Violences gynécologiques

Les violences gynécologiques et obstétriques peuvent aller de la non prise en compte de la gêne de la patiente, liée au caractère intime de la consultation, jusqu’à l’agression sexuelle ou viol.

Ces violences ne devraient pas exister et sont sanctionnées par la loi.  Le Code de déontologie médical impose en France que le médecin, au service de l'individu et de la santé publique, exerce sa mission dans le respect de la vie humaine, de la personne et de sa dignité. Tu peux dénoncer les faits à l’Ordre des médecins, mais aussi porter plainte en commissariat ou gendarmerie ou en écrivant au procureur de la république.

Mariage forcé

Le sais-tu ? Le mariage forcé ou précoce est une pratique dont on parle peu en France mais qui est bien réelle. Plusieurs milliers de femmes sont mariées de force chaque année. 

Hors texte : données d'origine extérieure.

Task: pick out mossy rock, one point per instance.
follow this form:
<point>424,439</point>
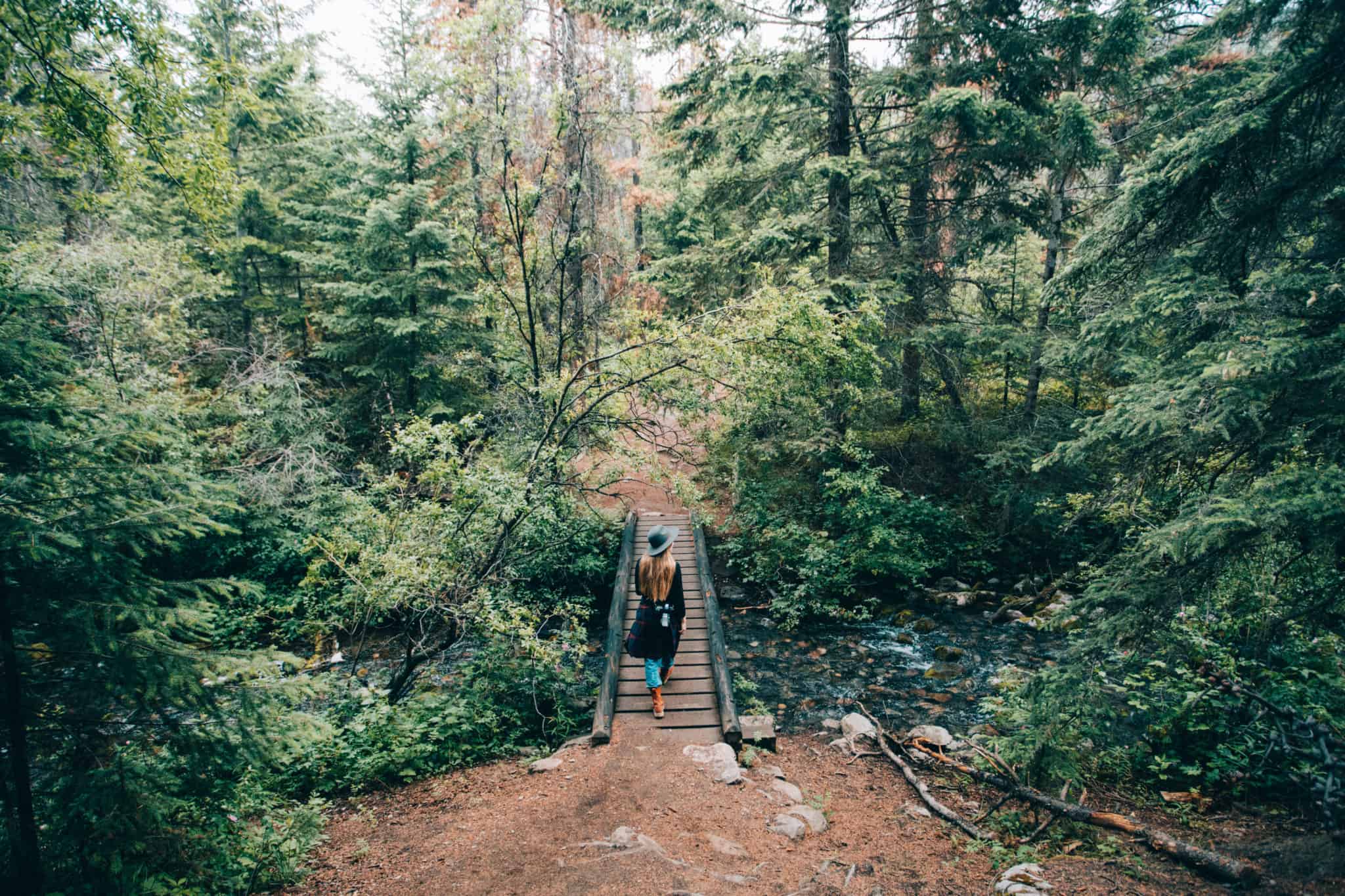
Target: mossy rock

Aucune situation ou tradition ne justifie un mariage forcé. Tu n’es pas responsable. Il est possible d’échapper à un mariage forcé, la loi te protège (Article 222-14-4 du code pénal).  L’article 16 (2) de la Déclaration universelle des droits de l’homme stipule que le mariage ne peut être conclu qu'avec le libre et plein consentement des futurs époux.

Violences intrafamiliales

L’influence des stéréotypes dans l’éducation des filles peut conduire à des différences de traitement voire des maltraitances de la part des parents voulant contrôler à tout prix le corps des filles et leurs fréquentations pour préserver leur réputation ou l’honneur de la famille. Tes parents doivent veiller sur toi mais n’ont pas le droit de t’insulter, te frapper ou de t’isoler.

La loi en France (Article 371-1) stipule que l'autorité parentale est un ensemble de droits et de devoirs ayant pour finalité l'intérêt de l'enfant. Elle appartient aux parents jusqu'à la majorité ou l'émancipation de l'enfant. L'autorité parentale doit s'exercer sans violences physiques ou psychologiques. Les parents doivent associer l'enfant aux décisions qui le concernent, selon son âge et son degré de maturité.